Expanding the definition of success
When everything shut down and there were no extracurricular activities, my daughter focused on increasing her juggling record every afternoon. In retrospect, supporting her quest to reach over 100 juggles was simply an extension of the achievement mindset we had before the pandemic. Over time, “success” morphed into finding meaningful quality time and connection, rather than soccer games and schoolwork (or increasing a juggling record). It became about family rituals and telling each other our “rose and thorn” each night at dinner, about making time for a dance party before bed, about how flexible we were as a family when each school schedule changed or we had yet another loss of something that could not be in person. Expanding our definition of success helped us lessen the focus on my daughter’s challenges with dyslexia by focusing on the bigger picture of mental health.
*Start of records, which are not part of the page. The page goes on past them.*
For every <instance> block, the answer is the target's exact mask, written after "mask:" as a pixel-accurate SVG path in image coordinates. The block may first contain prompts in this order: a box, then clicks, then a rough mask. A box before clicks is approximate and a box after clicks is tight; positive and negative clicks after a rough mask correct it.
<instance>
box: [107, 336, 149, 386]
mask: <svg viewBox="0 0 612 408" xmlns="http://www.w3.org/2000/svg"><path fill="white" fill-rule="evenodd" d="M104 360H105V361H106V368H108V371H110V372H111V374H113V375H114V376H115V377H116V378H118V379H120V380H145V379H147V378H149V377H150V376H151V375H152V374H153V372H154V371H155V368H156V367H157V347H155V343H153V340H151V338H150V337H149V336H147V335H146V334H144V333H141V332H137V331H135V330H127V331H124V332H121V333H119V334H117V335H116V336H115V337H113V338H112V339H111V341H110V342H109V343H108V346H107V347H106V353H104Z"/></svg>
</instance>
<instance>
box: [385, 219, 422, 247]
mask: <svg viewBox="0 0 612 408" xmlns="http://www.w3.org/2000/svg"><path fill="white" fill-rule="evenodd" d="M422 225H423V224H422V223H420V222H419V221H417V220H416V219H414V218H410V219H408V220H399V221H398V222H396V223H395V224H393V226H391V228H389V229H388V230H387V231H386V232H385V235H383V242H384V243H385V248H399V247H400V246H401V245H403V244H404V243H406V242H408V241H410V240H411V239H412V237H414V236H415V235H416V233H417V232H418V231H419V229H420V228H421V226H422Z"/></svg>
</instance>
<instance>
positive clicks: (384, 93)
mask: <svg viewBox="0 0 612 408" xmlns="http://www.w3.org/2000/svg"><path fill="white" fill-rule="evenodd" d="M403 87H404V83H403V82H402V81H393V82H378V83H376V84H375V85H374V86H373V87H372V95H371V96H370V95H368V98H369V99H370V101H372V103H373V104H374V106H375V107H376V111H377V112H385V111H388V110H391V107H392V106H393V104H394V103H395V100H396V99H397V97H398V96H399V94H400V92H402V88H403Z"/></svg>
This September, my oldest will be back to playing soccer, and both my girls will be navigating school in person, but I know this is just Plan A. Inevitably there will be curveballs, changes, and challenges. What matters most is supporting my daughters to be fully engaged in life and to be healthy, both physically and emotionally. This fall I will hold these core values of Challenge Success close as both a mom and as a therapist. They will be my True North, helping me, my family, and my clients weather whatever storm comes next. Hopefully, I will also find compassion for myself as a parent when I get lost and need to circle back to what I “know.”
Rebecca Sacerdoti’s support of Challenge Success is both professional and personal. As an advisory board member and advocate for the organization, she believes Challenge Success is dedicated to what matters – helping our young people live full, healthy, engaged lives. The organization’s mission is tightly aligned with her professional approach as well as her personal values, and she sees its potential to radically alter the current trajectory of the teenage experience on a national level.